A corollary to this large political apathy around me was to turn to counter-culture news outlets to understand my own views on what the country was preparing for and a lot of discussions in the bedroom with my partner about his politic. My partners hails from a highly educated, traditional family from Bangalore and through his perspective – I begin to understand the politics of a space I haven’t been exposed to as much as I’d like to be. And, I realise that the south isn’t divided on communal lines the way north and north/central west is so what I deem to be parochial on his part, is actually just a different environment, different wants, a different world he was brought up in.
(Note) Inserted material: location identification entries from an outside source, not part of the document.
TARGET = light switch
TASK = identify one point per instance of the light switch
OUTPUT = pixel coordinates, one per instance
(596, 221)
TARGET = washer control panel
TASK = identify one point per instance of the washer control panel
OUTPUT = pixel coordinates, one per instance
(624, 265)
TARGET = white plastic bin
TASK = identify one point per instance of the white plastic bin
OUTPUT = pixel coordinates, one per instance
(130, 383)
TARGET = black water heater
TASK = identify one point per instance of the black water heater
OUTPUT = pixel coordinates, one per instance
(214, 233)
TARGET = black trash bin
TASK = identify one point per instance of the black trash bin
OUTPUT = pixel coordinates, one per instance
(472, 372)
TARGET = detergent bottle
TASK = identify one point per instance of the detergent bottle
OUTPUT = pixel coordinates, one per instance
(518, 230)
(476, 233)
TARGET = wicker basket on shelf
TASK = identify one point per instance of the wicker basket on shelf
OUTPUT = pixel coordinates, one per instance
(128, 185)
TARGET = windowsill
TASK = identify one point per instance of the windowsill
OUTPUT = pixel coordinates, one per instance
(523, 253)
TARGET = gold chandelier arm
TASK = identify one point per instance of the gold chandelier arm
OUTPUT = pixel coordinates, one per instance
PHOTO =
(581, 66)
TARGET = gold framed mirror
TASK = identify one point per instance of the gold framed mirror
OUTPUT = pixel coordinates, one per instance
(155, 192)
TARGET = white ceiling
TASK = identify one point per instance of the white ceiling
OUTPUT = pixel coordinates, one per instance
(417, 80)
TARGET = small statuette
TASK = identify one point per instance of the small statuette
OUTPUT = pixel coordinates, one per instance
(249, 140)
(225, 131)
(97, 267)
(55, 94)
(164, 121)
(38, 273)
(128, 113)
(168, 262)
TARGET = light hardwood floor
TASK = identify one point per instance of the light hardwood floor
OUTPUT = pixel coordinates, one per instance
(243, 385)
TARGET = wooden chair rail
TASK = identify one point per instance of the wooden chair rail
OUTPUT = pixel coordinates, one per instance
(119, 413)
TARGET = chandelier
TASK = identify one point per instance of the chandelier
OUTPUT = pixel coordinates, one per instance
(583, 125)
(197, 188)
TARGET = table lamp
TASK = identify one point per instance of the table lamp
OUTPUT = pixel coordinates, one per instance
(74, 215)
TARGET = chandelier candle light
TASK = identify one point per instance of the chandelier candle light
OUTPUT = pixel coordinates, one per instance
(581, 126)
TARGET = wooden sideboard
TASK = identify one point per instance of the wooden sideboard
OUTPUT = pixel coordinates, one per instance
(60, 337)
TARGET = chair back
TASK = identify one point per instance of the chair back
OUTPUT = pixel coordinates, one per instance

We both find protection and shared values in our middle class guilt that propels us to hustle (that dreaded late-capitalism word now a popular justification for ungodly work hours in unorganised industries and disproportionate wages for the same) and a deep desire to get to the root of creating itself, so it’s easy to leave our ‘society-given’ identities behind but the looming idea of officiating partnerships brings forth both new and familiar fears – different cultures, different religions, different regions. Will our societal identities overtake a shared identity we’ve created when and if things get hard the way my parents did? Children carry wounds into adulthood consciously and sub-consciously and a lot of lives are dictated by a collective fear harboured by a community (the pressure to marry the minute you turn 25, the pressure to earn a certain amount, to go into the family business, to marry within a certain community, to have a certain number of children) rather than taking stock of values that jar – those discrepancies is what defines us to the truest extent.
One of the biggest wounds that Delhi as a city carries is the destruction of its language – when you want to destroy a people, you take away their language. Suddenly, Urdu is spoken of as the language of ‘Islam’ but it wasn’t so originally. It was the language of the arts, of a certain sophistication that comes from creating, from pursuing a sort of spiritual truth, it’s the language of my father’s love letters to my mother, of his poetry scribbled on yellowed papers that my mother has painstakingly saved (despite her consciously adding her maiden name as an affixation to her married name on Facebook recently). We, as people, have funny little actions of returning to our identities, of wanting to feel like being a part of a community, of something larger than us to give us meaning outside of the exhausting cycle of and bills (and mediocrity for some). I truly think the arts can be a sort of deliverance from the existential angst which is unavoidable but that too, comes with its own share of insecurities and isn’t for the faint-hearted.
As I conclude this, I realise I have nothing to offer in terms of my identity except an all-consuming confusion. Stunning moments of clarity only come through in sudden moments of love – and perhaps, acknowledging that, identity is less about being, and more about becoming.